5/10
Ersatz drama
16 January 2006
Lame TV soap opera which was subsequently deemed good enough to go theatrical. Beats me. Famous for his Oscar-winning low-budget hit Marty (1955), Delbert Mann tries – without much apparent conviction – to deliver an honest adaptation of Erich Maria Remarque's famous novel, and fails woefully in pretty much every account. The film's main flaw is the thoroughly "unecht" depiction of German society in the dying Kaiserreich, of military drill, and of war in the trenches in general. In substance, everything seems to have been magically softened, as if late 1970s TV spectators were not to be bothered with too much ugly stuff in between commercials.

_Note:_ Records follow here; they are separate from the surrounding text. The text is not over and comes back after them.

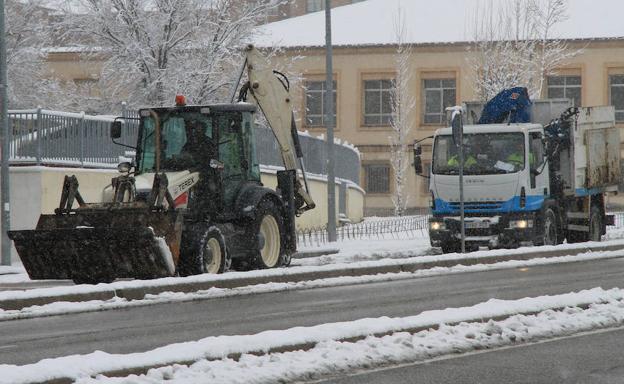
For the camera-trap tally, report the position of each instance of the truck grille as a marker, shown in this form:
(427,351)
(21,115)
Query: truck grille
(478,205)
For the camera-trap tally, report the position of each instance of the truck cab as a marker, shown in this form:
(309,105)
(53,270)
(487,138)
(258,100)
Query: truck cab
(537,181)
(505,184)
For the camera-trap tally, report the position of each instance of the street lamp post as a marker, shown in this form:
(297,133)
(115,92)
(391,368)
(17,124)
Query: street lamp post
(329,123)
(5,245)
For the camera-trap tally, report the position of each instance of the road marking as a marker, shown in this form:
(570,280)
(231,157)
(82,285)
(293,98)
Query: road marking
(8,346)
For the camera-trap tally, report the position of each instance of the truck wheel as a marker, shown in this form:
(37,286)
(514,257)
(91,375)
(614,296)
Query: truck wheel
(550,228)
(595,224)
(213,256)
(268,228)
(451,248)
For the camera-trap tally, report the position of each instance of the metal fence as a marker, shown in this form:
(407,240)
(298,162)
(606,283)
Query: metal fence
(407,227)
(347,161)
(44,137)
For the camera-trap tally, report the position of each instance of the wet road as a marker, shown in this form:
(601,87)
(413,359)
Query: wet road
(143,328)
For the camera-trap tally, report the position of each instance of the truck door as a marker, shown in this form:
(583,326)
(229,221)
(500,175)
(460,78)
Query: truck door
(538,185)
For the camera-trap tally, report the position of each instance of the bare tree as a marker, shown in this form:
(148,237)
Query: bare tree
(28,31)
(402,103)
(514,45)
(153,49)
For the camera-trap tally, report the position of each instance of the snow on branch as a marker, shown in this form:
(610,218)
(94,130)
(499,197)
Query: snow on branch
(402,103)
(154,49)
(514,45)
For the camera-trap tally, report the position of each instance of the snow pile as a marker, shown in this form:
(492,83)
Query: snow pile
(60,307)
(335,357)
(608,310)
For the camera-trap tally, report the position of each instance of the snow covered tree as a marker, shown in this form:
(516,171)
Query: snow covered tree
(403,103)
(514,45)
(28,31)
(153,49)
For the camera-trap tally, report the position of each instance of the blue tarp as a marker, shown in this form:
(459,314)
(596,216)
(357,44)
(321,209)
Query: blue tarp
(513,103)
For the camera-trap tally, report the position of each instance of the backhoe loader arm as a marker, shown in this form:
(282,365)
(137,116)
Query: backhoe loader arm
(270,91)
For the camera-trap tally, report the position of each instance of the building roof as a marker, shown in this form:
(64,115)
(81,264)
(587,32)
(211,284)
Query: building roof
(372,22)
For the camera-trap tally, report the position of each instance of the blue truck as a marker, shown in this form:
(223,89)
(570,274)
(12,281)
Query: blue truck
(528,179)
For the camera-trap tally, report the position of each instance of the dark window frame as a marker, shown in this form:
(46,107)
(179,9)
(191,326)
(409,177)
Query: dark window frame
(617,81)
(383,92)
(566,87)
(320,93)
(438,117)
(377,177)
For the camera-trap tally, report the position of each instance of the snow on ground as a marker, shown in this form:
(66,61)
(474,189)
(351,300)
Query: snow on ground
(606,309)
(335,357)
(61,307)
(407,245)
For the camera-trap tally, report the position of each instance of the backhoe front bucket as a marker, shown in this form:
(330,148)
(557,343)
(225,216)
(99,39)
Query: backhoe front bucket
(101,245)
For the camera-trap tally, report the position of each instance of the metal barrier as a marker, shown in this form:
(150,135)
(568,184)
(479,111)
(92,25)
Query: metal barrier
(44,137)
(406,227)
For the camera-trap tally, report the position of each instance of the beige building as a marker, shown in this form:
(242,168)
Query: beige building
(364,64)
(441,76)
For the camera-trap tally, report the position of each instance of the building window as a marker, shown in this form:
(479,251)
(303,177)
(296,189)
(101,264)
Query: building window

Accordingly, Mann's version is nowhere near the mother of antiwar films, the eponymous 1930 mega-buster directed by Russian-born Lewis Milestone, crafted in close collaboration with Remarque and with the German-born head of Universal Pictures, Carl Laemmle, who secured the rights to the book shortly after it had been published (and hit the 1,000,000 copies mark). The uncut version of this epic milestone delivers a powerful tale of both physical and moral deprecation that digs deep into the black heart of human nature, and for all its early talkies' acting, makes its successor look like a sanitized romance. In Mann's unworthy update, none of the actors comes across as German, the costumes and set feel awkward all the way through, and the war action is anything but realistic. Worse, even by technical standards – travelling shots, special effects, editing, and yes, even sound – this feel-good version would have had a lot to learn from early filmmakers. Add an endless trickle of tiresome dialogues, a virtual absence of directing and a schlepping plot, and you get a tedious telly drama that lacks true interest. Don't settle on this ersatz if you can lay your hands on the real thing.